All such factors result in a number of illnesses such as mental trauma, PTSD, acute stress disorder, major depression, panic attack, sexual dysfunction, sleep disorders, somatization, dissociative disorders (depersonalization, derealization, amnesia).
Having said that, an individual’s reaction to a traumatic experience is personal. Many people continue to experience positive emotions in the face of traumatic incidents, managing to cope well with traumatic events. A person’s psychological health might be much less affected especially when the aforementioned risk factors are lower, they have little to none traumatic experience previously, and have a strong support system or have developed a flexible personal structuring. Psychological resilience is defined as a dynamic process where an individual adopts a positive physiological and behavioral determination, despite encountering stress factors and significant traumatic troubles. Psychological resilience is an improvable variance which is a measurement for an individual’s capability of dealing with challenges and coping with stress to overcome those challenges.
Why Is It Important?
- Research indicates that the impacts of trauma may harm educators, and that may, in turn, translate into impacts on the students.

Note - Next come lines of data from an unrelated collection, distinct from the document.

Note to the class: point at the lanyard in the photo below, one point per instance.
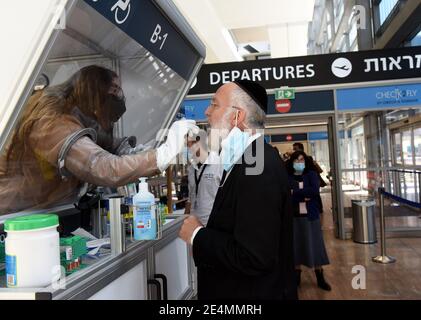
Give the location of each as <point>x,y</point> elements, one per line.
<point>196,179</point>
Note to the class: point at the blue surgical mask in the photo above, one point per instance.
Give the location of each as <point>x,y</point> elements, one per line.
<point>233,147</point>
<point>299,167</point>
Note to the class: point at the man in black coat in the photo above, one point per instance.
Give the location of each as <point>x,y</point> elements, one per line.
<point>246,249</point>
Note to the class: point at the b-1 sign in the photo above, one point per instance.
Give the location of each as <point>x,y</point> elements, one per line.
<point>285,94</point>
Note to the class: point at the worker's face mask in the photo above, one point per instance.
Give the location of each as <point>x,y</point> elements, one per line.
<point>233,146</point>
<point>299,167</point>
<point>116,107</point>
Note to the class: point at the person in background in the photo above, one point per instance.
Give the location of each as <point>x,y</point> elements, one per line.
<point>246,249</point>
<point>315,166</point>
<point>309,247</point>
<point>64,141</point>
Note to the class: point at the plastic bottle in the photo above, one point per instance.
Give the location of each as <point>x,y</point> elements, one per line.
<point>144,214</point>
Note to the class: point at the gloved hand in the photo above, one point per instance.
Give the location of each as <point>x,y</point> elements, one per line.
<point>175,142</point>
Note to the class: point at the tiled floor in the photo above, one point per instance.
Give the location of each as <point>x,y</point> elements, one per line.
<point>400,280</point>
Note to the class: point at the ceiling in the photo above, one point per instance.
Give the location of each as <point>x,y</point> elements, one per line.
<point>277,28</point>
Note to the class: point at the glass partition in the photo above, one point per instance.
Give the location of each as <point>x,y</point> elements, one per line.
<point>123,78</point>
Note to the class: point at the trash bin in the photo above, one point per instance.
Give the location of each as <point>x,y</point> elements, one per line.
<point>364,221</point>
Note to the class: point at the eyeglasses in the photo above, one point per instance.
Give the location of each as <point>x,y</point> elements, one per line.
<point>117,91</point>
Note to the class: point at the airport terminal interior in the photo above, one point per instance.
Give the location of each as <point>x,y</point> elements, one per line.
<point>343,80</point>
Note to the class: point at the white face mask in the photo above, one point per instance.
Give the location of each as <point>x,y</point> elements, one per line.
<point>233,146</point>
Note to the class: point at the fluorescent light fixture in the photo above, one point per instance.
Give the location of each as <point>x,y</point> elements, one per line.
<point>297,125</point>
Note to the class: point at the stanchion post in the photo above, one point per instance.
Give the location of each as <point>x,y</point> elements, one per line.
<point>383,258</point>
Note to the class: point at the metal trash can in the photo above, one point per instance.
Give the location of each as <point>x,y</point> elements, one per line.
<point>364,221</point>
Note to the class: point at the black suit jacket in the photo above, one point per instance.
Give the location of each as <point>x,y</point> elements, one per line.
<point>246,249</point>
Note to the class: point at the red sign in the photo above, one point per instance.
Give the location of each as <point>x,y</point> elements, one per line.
<point>283,106</point>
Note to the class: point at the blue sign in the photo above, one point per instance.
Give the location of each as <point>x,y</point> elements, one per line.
<point>144,22</point>
<point>195,109</point>
<point>379,97</point>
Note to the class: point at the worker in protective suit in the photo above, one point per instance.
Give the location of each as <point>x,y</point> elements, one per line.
<point>64,141</point>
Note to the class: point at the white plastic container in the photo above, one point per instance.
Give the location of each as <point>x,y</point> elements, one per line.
<point>32,251</point>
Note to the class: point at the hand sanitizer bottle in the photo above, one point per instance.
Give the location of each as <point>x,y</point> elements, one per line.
<point>144,214</point>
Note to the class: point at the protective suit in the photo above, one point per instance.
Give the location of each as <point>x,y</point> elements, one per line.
<point>63,156</point>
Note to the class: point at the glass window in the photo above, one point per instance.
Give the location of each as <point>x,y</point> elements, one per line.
<point>407,147</point>
<point>398,148</point>
<point>417,146</point>
<point>385,8</point>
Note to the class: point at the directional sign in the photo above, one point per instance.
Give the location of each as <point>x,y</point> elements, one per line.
<point>283,106</point>
<point>285,94</point>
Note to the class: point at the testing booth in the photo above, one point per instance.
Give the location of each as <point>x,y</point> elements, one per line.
<point>156,56</point>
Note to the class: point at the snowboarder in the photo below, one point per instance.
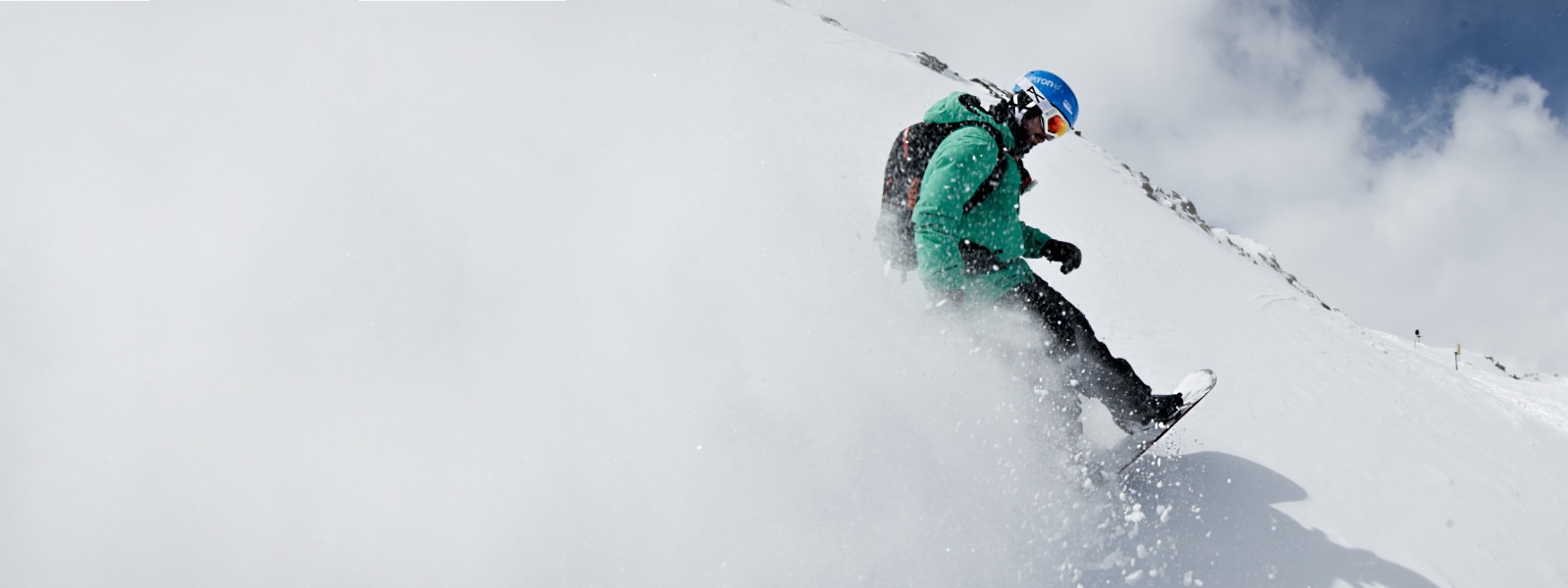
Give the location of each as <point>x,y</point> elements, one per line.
<point>971,255</point>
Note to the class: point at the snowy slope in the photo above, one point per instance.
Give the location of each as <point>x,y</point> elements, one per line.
<point>564,294</point>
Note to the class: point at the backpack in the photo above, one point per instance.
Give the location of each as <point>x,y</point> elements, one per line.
<point>911,153</point>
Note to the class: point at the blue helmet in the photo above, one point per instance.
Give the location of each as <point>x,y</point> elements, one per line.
<point>1042,85</point>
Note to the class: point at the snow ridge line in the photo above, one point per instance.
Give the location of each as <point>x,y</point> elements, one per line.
<point>1258,253</point>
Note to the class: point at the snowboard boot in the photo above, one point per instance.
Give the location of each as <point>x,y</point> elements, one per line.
<point>1156,412</point>
<point>1164,408</point>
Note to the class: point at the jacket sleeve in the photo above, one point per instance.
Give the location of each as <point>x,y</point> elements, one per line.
<point>956,169</point>
<point>1034,240</point>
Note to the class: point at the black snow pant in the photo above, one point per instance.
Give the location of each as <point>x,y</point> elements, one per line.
<point>1078,361</point>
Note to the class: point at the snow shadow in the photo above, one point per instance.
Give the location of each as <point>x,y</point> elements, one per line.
<point>1207,519</point>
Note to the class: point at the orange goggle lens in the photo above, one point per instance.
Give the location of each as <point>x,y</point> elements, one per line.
<point>1057,125</point>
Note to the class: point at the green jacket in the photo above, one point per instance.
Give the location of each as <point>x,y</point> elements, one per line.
<point>958,167</point>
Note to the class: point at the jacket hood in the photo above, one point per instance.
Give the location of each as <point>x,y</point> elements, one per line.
<point>958,107</point>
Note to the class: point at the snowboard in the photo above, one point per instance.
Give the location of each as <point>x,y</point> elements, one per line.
<point>1129,449</point>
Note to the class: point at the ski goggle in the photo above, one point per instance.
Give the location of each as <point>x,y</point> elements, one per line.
<point>1051,118</point>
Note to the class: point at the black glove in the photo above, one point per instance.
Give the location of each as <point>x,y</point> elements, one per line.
<point>1057,250</point>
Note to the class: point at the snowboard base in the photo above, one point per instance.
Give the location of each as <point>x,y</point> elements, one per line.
<point>1194,388</point>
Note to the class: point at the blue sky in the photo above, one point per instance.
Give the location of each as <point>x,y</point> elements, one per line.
<point>1426,51</point>
<point>1403,159</point>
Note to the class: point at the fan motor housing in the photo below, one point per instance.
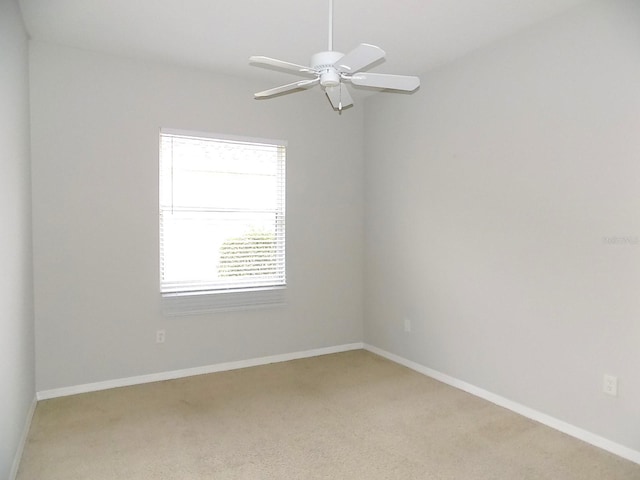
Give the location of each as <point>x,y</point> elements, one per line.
<point>323,63</point>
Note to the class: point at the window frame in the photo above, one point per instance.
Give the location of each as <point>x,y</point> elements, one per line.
<point>199,301</point>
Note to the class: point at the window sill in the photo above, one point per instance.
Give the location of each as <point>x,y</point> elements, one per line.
<point>179,304</point>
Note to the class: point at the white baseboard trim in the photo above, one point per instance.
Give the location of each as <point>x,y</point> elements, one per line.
<point>188,372</point>
<point>549,421</point>
<point>23,440</point>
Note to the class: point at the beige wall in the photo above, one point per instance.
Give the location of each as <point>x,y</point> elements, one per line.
<point>16,300</point>
<point>95,130</point>
<point>503,219</point>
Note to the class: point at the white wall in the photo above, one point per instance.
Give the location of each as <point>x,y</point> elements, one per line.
<point>498,201</point>
<point>95,121</point>
<point>17,369</point>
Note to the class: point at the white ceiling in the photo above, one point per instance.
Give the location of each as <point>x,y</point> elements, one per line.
<point>220,35</point>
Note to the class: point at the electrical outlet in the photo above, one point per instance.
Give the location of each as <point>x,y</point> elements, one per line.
<point>407,325</point>
<point>610,385</point>
<point>160,335</point>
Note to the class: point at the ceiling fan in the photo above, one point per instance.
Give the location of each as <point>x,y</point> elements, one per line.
<point>332,69</point>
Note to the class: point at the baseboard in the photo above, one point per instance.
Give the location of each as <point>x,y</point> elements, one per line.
<point>564,427</point>
<point>23,440</point>
<point>219,367</point>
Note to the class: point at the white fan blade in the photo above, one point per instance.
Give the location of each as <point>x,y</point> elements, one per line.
<point>339,96</point>
<point>274,62</point>
<point>358,58</point>
<point>286,88</point>
<point>381,80</point>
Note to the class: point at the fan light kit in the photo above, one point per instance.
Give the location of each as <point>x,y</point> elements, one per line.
<point>331,69</point>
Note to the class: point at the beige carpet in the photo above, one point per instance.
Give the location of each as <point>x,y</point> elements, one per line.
<point>352,415</point>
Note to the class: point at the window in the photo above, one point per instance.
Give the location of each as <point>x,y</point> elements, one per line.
<point>222,221</point>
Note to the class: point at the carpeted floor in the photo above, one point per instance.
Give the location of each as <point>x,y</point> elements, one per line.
<point>351,415</point>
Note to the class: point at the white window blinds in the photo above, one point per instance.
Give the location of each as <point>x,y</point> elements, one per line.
<point>222,213</point>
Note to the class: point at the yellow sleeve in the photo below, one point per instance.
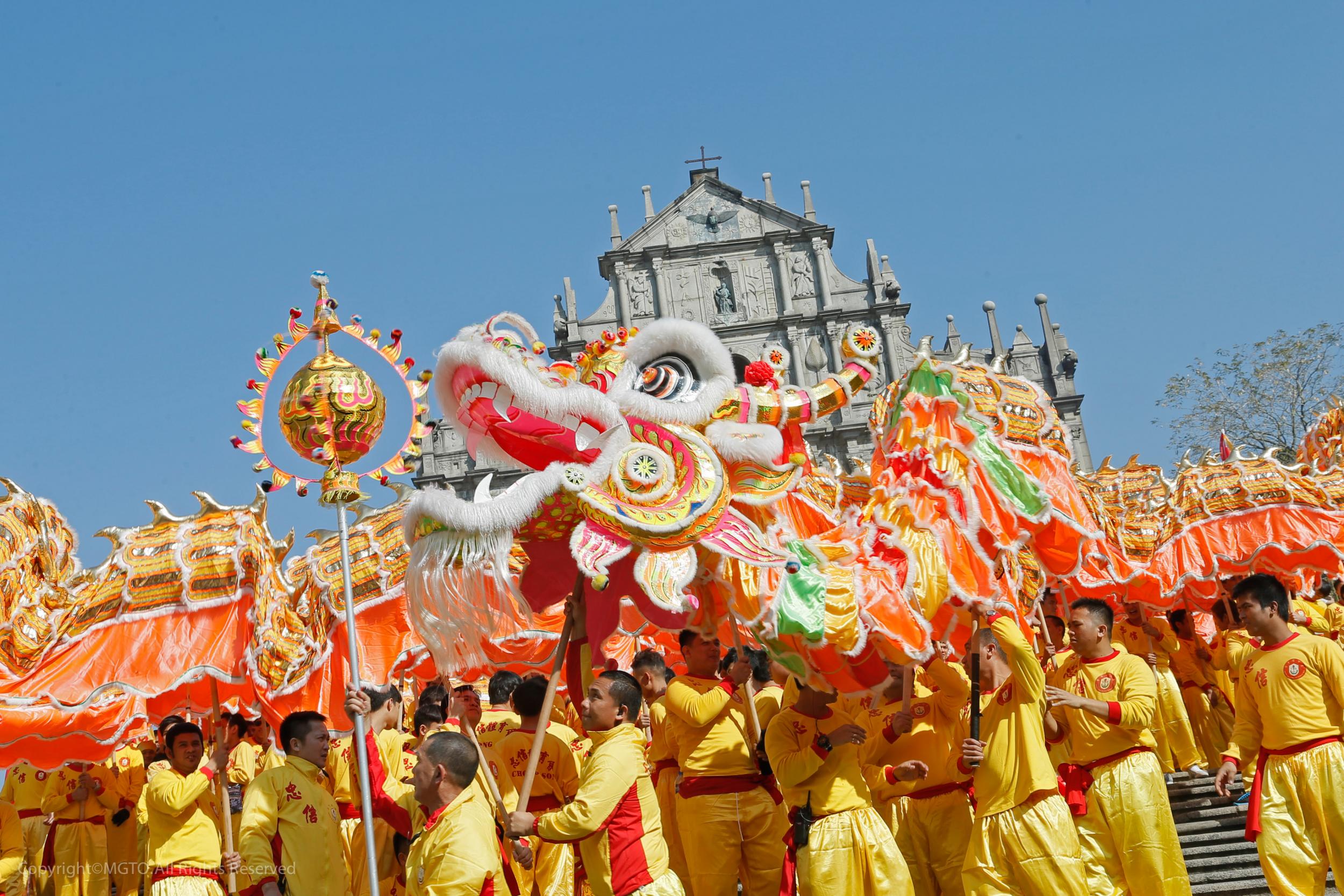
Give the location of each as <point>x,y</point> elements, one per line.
<point>260,825</point>
<point>953,687</point>
<point>606,782</point>
<point>791,761</point>
<point>173,794</point>
<point>242,765</point>
<point>698,709</point>
<point>1022,660</point>
<point>1248,728</point>
<point>1140,696</point>
<point>11,841</point>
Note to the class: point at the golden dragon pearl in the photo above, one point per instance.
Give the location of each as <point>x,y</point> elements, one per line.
<point>331,385</point>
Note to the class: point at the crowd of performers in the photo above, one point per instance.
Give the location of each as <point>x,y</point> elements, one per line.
<point>655,784</point>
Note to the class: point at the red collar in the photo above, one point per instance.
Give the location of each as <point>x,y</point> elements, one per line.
<point>434,816</point>
<point>1276,647</point>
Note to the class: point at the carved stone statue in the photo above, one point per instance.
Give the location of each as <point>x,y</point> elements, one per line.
<point>802,270</point>
<point>724,300</point>
<point>641,297</point>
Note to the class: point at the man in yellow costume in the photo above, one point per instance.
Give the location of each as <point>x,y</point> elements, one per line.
<point>128,778</point>
<point>81,794</point>
<point>1207,706</point>
<point>1289,723</point>
<point>555,785</point>
<point>444,812</point>
<point>23,789</point>
<point>499,719</point>
<point>1155,640</point>
<point>1113,781</point>
<point>838,844</point>
<point>1025,843</point>
<point>649,669</point>
<point>291,825</point>
<point>729,814</point>
<point>343,773</point>
<point>184,856</point>
<point>614,817</point>
<point>931,817</point>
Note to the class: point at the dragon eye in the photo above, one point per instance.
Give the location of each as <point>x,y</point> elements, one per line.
<point>670,378</point>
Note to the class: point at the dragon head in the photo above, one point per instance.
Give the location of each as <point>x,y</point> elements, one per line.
<point>635,456</point>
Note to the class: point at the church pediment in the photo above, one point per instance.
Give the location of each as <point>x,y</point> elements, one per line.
<point>713,213</point>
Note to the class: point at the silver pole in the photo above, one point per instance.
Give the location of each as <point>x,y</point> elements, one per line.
<point>366,808</point>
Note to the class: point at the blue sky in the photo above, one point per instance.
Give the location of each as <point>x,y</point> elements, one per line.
<point>1167,174</point>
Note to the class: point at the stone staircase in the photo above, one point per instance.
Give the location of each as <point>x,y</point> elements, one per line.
<point>1213,835</point>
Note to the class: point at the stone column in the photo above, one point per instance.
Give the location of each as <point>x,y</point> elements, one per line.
<point>821,270</point>
<point>662,299</point>
<point>783,278</point>
<point>623,297</point>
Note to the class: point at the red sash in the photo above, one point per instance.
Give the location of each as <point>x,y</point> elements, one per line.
<point>182,871</point>
<point>1257,786</point>
<point>1076,781</point>
<point>705,786</point>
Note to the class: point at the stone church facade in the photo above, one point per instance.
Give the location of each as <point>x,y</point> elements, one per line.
<point>760,275</point>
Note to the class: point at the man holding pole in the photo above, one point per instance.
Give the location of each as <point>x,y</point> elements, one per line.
<point>1113,781</point>
<point>614,816</point>
<point>292,805</point>
<point>184,856</point>
<point>81,794</point>
<point>729,814</point>
<point>1291,719</point>
<point>1023,843</point>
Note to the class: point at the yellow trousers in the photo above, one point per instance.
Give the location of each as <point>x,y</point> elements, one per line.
<point>933,836</point>
<point>1128,836</point>
<point>30,878</point>
<point>853,852</point>
<point>1213,726</point>
<point>124,855</point>
<point>1027,851</point>
<point>666,792</point>
<point>666,886</point>
<point>353,838</point>
<point>184,887</point>
<point>1171,726</point>
<point>732,837</point>
<point>1303,821</point>
<point>553,870</point>
<point>81,851</point>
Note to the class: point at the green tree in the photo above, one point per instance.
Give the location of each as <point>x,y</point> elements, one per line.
<point>1265,394</point>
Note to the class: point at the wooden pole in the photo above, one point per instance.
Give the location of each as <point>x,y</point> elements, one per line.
<point>753,720</point>
<point>544,719</point>
<point>226,812</point>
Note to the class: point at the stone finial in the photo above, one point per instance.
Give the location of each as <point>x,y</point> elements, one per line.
<point>995,340</point>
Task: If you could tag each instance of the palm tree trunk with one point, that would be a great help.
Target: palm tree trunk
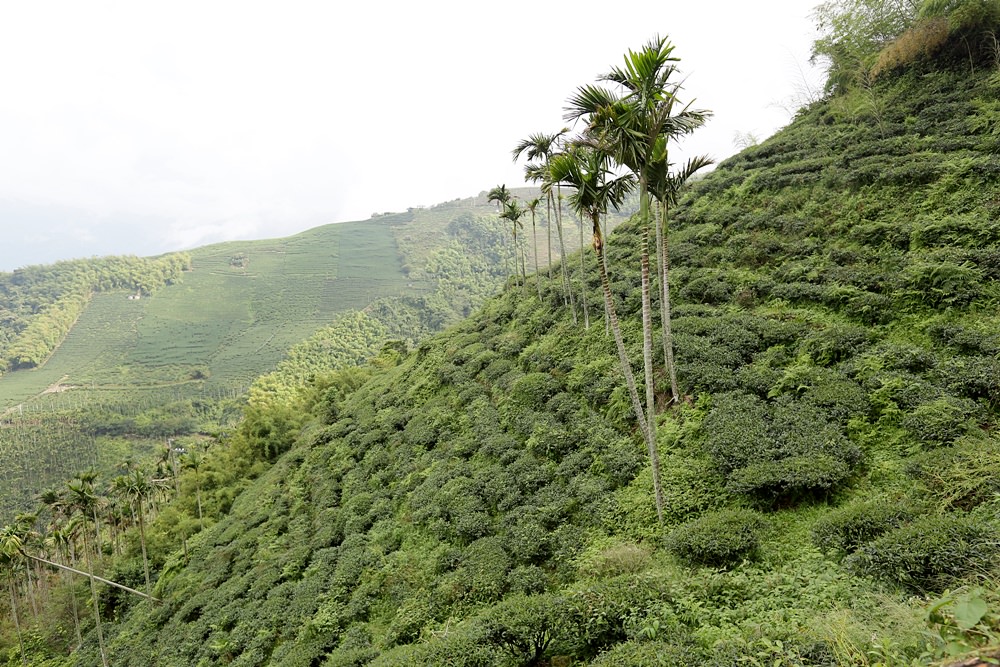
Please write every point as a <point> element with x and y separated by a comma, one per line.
<point>71,557</point>
<point>665,317</point>
<point>562,255</point>
<point>142,541</point>
<point>583,281</point>
<point>197,495</point>
<point>534,240</point>
<point>93,595</point>
<point>17,621</point>
<point>609,306</point>
<point>31,593</point>
<point>548,228</point>
<point>647,357</point>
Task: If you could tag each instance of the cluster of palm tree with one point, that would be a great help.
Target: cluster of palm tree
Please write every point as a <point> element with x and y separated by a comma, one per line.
<point>85,523</point>
<point>630,118</point>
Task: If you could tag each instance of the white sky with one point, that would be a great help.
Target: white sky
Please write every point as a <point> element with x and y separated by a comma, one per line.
<point>139,127</point>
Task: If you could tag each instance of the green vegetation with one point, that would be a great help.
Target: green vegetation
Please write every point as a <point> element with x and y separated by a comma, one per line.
<point>152,349</point>
<point>828,485</point>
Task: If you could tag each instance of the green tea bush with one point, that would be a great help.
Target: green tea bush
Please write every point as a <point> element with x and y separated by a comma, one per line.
<point>965,339</point>
<point>940,422</point>
<point>789,478</point>
<point>940,284</point>
<point>707,289</point>
<point>718,539</point>
<point>637,653</point>
<point>961,477</point>
<point>778,450</point>
<point>975,377</point>
<point>846,528</point>
<point>929,554</point>
<point>836,343</point>
<point>955,231</point>
<point>534,389</point>
<point>525,628</point>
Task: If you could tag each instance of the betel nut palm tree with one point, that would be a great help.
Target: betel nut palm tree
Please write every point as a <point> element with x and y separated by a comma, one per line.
<point>635,124</point>
<point>596,188</point>
<point>539,148</point>
<point>500,195</point>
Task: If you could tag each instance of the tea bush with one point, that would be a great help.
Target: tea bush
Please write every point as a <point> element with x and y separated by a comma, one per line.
<point>929,554</point>
<point>718,539</point>
<point>846,528</point>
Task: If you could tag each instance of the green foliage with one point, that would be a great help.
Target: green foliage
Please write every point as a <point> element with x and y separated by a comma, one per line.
<point>718,539</point>
<point>847,528</point>
<point>776,451</point>
<point>962,477</point>
<point>941,422</point>
<point>930,553</point>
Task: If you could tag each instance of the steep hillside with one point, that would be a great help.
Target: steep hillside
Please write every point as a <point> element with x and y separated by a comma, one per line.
<point>832,471</point>
<point>147,357</point>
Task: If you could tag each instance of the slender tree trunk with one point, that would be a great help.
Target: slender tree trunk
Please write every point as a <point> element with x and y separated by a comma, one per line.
<point>31,592</point>
<point>548,229</point>
<point>142,542</point>
<point>583,281</point>
<point>609,306</point>
<point>562,254</point>
<point>197,495</point>
<point>647,353</point>
<point>534,240</point>
<point>665,317</point>
<point>93,595</point>
<point>99,549</point>
<point>95,577</point>
<point>17,620</point>
<point>71,557</point>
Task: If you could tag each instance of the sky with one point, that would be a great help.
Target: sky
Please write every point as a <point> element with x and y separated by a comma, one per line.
<point>142,126</point>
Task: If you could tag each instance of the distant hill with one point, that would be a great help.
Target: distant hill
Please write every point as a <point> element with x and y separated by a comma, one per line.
<point>831,479</point>
<point>135,364</point>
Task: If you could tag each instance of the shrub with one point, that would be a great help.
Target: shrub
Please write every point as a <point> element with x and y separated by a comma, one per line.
<point>846,528</point>
<point>718,539</point>
<point>940,422</point>
<point>836,343</point>
<point>652,654</point>
<point>524,627</point>
<point>534,389</point>
<point>960,477</point>
<point>777,451</point>
<point>928,554</point>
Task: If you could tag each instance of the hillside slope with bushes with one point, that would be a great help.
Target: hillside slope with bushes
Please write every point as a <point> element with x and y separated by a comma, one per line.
<point>830,477</point>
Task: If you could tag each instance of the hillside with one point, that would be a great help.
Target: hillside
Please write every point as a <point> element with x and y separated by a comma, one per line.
<point>830,477</point>
<point>138,363</point>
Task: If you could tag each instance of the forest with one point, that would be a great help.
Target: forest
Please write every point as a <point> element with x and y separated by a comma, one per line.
<point>756,423</point>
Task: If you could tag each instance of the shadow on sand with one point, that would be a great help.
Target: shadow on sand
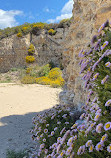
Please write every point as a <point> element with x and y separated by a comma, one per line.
<point>15,133</point>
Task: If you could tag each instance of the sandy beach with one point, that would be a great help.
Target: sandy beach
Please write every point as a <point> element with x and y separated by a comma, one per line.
<point>18,104</point>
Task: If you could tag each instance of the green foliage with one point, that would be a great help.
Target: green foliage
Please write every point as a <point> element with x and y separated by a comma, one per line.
<point>51,64</point>
<point>39,25</point>
<point>55,73</point>
<point>30,59</point>
<point>44,71</point>
<point>28,79</point>
<point>57,83</point>
<point>52,32</point>
<point>64,20</point>
<point>53,120</point>
<point>43,80</point>
<point>90,136</point>
<point>31,49</point>
<point>19,34</point>
<point>29,28</point>
<point>13,154</point>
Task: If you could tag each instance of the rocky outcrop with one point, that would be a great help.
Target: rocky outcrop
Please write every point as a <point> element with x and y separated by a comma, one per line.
<point>88,15</point>
<point>13,49</point>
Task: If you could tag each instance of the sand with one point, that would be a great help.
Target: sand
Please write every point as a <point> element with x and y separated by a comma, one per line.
<point>18,105</point>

- Traumatic events may disrupt individual’s functionality at home, work, school or social live, while causing them to experience some difficult in fulfilling their responsibilities in those areas. Therefore, early diagnosis of the implications of a traumatic process would translate into positive implications in the treatment process.
- Following traumatic events, people may develop misperception or misconceptions regarding their sense of self. Support provided to mitigate the PTSD effects is critical since this might negatively an individual’s subsequent actions.
- Studies on psychological resilience found out that people with higher psychological resilience can tackle poverty, violence, diseases, and other numerous stressful life events more successfully.
- Research further reinforces that psychologically-resilient individuals have generally developed stronger social and problem-solving skills, are more optimistic, while also being aware of their life purpose.
- Studies reveal that people who have experienced similar negative events can overcome problems more comfortably or tackle the distress caused by such events with minimal harm when their psychological resilience levels are improved.
- The more psychological resilience teachers develop, the more they are likely to use positive coping skills to overcome stress and the less they are likely to resort to desperation or fall into despair.